Mord: Sechs Italiener sterben im Kugelhagel in Duisburg - einer feierte zuvor Geburtstag

War es eine Hinrichtung der Mafia?

Die Täter hatten ihren Opfern in einem dunklen Seitenweg aufgelauert.

Duisburg. Für Tomaso-Francesco V. (18) hätte es ein Festtag werden sollen. Mit Kollegen des Duisburger Restaurants Da Bruno hatte der Lehrling in der Nacht zu gestern in seinen Geburtstag hineingefeiert - bis kurz nach 2 Uhr morgens. Wenige Minuten später war der junge Mann tot. Er ist eines von sechs Opfern eines Blutbades in Duisburg, dessen Spuren offenbar zur Mafia führen.

Nach ersten Ermittlungen der Polizei hatten die Täter ihren Opfern nach dem Verlassen des Lokals in einem dunklen Seitenweg neben dem Lokal im Stadtteil Neudorf aufgelauert und gewartet, bis sie in ihre Autos eingestiegen waren.
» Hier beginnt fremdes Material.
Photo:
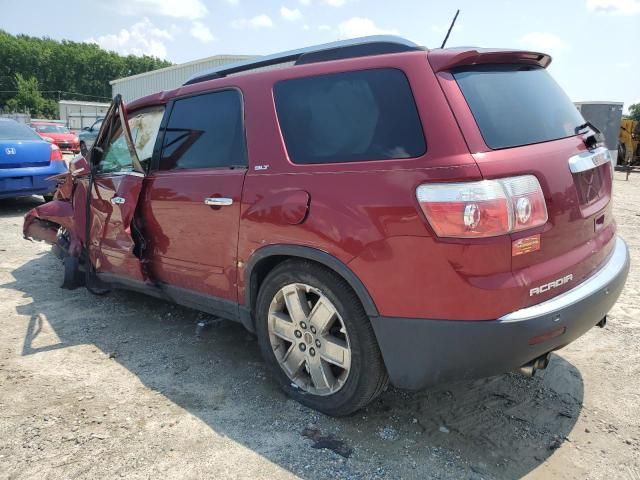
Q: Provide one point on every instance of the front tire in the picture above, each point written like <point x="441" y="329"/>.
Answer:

Die Opfer seien regelrecht hingerichtet worden. "Es ist wahllos in die im Wagen sitzenden Menschen hineingeschossen worden", sagte Heinz Sprenger, Chef der Mordkommission.

Fünf der Opfer waren Mitglieder einer Großfamilie aus dem kalabrischen San Luca. Einige waren der Polizei bekannt, einer wegen Geldfälschung, berichtet Einsatzleiter Ronald Bäumler. Andere waren wegen kleinerer Delikte vorbestraft. Nur Tomaso-Francesco gehörte nicht zur Familie. "So etwas hat es in Duisburg noch nicht gegeben", sagte Polizeisprecher Hermann-Josef Helmich. Hinter ihm sind die Wagen der Opfer zu sehen, ein weißer Opel-Kleinlieferwagen und ein fast neuer schwarzer Golf. Die Kugeln der Killer haben das Blech des Lieferwagens durchschlagen und kleine Krater in den Wagen gerissen. Drei Löcher sind es allein an der Fahrertür, zwei weitere in der Frontscheibe. Und die Seitenscheiben sind von Kugeln völlig zerschmettert. Auch im Golf sind die Seitenscheiben zerborsten.
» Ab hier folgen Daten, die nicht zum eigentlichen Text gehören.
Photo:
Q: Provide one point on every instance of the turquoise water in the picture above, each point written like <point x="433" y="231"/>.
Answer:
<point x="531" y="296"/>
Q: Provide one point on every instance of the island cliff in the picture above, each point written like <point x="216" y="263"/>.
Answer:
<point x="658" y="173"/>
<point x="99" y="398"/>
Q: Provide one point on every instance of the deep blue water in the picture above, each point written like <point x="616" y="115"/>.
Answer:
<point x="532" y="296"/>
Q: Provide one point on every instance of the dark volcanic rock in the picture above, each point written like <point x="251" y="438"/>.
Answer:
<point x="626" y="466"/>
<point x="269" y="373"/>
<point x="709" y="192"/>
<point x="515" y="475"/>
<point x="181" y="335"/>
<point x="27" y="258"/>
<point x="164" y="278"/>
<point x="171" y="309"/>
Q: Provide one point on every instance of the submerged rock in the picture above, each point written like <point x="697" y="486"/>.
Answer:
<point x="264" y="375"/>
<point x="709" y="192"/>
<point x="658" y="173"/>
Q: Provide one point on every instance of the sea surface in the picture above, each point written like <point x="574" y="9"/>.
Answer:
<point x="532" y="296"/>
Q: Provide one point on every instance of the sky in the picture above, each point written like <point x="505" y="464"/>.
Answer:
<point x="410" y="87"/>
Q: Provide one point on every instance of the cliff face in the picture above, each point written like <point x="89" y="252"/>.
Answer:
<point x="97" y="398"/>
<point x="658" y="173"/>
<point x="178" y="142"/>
Schnell richtete sich der Verdacht auf die Mafia. Der italienische Innenminister Giulio Amato erklärt am Mittag in Rom, es handele sich wohl um eine Auseinandersetzung zwischen zwei rivalisierenden Mafia-Clans. Eines der Duisburger Opfer war offenbar unter den Drahtziehern für eine Fehde, die bereits im Jahr 1991 in der kalabrischen Stadt San Luca begann und schon vor den Duisburger Ereignissen neun Todesopfer forderte.
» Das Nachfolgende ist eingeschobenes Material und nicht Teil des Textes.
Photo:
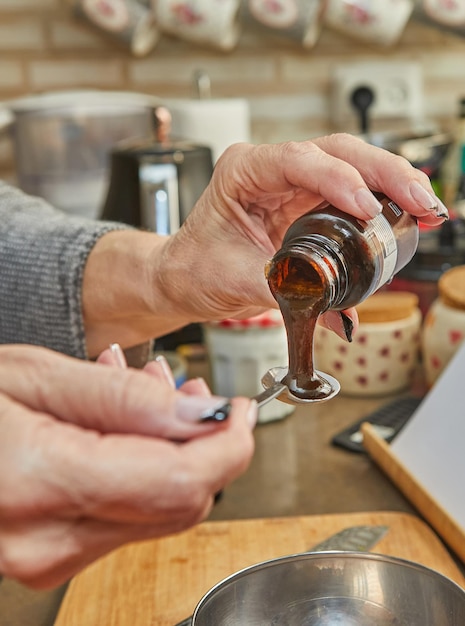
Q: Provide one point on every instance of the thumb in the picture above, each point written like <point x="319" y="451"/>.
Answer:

Wie die Nachrichtenagentur ANSA unter Berufung auf italienische Ermittler berichtete, gehörten die Opfer dem Pelle-Romeo-Clan an, die Täter werden im Strangio-Nirta-Clan vermutet. "Es ist eine beispiellose Abrechnung, auch deshalb, weil sie erstmals im Ausland stattfand", so der stellvertretende Leiter der Polizei der Region Kalabrien, Luigi De Sena. Fahnder aus Italien machten sich auf den Weg nach Deutschland. Die Polizei in Duisburg wollte die Mafia-Spur zunächst nicht bestätigen. Die Ermittlungen gingen in alle Richtungen. Auch eine Beziehungstat sei nicht auszuschließen.

Es spricht aber vieles für Profis - nicht zuletzt die Kaltblütigkeit der Killer und die Präzision, mit der sie zuschlugen. Alle Opfer erlitten nach Angaben der Polizei Kopfschüsse. Einem Notarzt war es zwar zunächst gelungen, ein 16 Jahre altes Opfer wiederzubeleben. Der Junge starb auf dem Weg ins Krankenhaus. Auch der Tatort war gut gewählt: ein dunkler Durchgang zwischen zwei Bürogebäuden, zentral gelegen, aber unbelebt und nur schwer einsehbar. Augenzeugen der Tat gibt es deshalb offenbar nicht.

In der Duisburger Bevölkerung sorgt die Tat für Entsetzen. Vita Porcelli, die Inhaberin eines Schuhladens in der Innenstadt: "Da bekommt man richtig Angst."